Because of the recent events of the last few years, however, trying to gloss over the cataclysmic condition of our world with vibrant energetic rhythms can prove to be thoughtless in the eyes of listeners.
As an example, another major emo band since the early 2000s Panic! At The Disco released Viva Las Vengeance which lead singer Brendon Urie described as a retrospective of his whole career and relationship to Las Vegas.
The album featured 12 pumped-up high-vocalized tracks and was the first Panic! Album in three years to not have the last track in a slower piano style. Fans were outraged by the new album and tour sales significantly decreased for the band. Urie recently released a heartbreaking-yet what some deem necessary-statement dissolving Panic! At The Disco.

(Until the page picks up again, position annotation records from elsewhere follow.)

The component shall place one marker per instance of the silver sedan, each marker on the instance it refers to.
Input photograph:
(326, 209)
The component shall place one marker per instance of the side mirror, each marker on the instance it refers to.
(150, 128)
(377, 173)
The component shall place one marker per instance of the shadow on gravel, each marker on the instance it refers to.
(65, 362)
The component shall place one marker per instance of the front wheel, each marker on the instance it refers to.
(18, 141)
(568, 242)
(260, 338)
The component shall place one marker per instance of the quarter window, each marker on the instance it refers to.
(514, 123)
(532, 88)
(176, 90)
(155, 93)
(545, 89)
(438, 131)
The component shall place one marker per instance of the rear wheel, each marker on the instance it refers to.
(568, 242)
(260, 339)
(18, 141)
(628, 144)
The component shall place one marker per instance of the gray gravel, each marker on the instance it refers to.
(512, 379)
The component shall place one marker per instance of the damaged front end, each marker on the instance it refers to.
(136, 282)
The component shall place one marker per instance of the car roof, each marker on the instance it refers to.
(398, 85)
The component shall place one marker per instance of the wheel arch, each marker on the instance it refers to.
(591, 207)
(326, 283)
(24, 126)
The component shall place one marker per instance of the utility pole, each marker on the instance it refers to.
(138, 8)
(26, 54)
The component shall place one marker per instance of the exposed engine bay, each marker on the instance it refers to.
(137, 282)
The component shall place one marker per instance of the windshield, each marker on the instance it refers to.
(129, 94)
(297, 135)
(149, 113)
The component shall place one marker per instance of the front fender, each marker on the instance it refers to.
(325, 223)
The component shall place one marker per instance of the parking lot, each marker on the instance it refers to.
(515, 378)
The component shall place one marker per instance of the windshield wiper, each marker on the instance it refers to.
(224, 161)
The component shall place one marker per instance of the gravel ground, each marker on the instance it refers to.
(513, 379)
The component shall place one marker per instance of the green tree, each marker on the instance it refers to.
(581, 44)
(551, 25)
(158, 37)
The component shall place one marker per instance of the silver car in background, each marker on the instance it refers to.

Paramore thankfully did not go in the same direction, as guitarist Taylor York claims, he found himself “really craving rock.” A huge departure from the band’s last album After Laughter which did feature a more pop-centric attitude but still was well-received by Paramore fans new and old.
The band’s sixth studio album “This Is Why” is 10 tracks of unadulterated, edgy rock with slight pop influences. The title track “This Is Why” and second single “The News” delve directly into the hellscape of politics and the dangers of the media giving everyone a platform.
“Running Out Of Time” draws attention to a lack of personal responsibility as well as our fast-paced hustle culture causing serious social problems. “C’est Comme Ça” which is French for “it is what it is” provides more depth to the expected chaos in our lives while knowing there’s not much we can do about it.
Each song sounds uniform in sound but plays with riffs and motifs that clearly differentiate the tracks from each other. “Figure 8” starts off with a xylophone effect that melds perfectly with the soft drums and heavier guitar throughout the track.
Singer Hayley Williams isn’t shying away from bringing her all on this record as her sing-scream vocals force listeners to wake up to slower starting tracks as well as to the issues around them. Williams commentated of the utilization of a new sound while still grounding their music in a familiar place,
“We finished the first day in the studio and listened back to the music and we were like, ‘Who is this?’ It simultaneously sounds like everything we’ve ever loved and nothing that we’ve ever done before ourselves.”
“This Is Why” proves there is still so much to be done in the pop-punk field. Listening to the past and bringing what we can of it to the future. Despite what some critics think, pop-punk has not died or fallen off; it has adapted-much like how all of us have had to adapt to the increasingly hostile environments that have overtaken our world and our lives.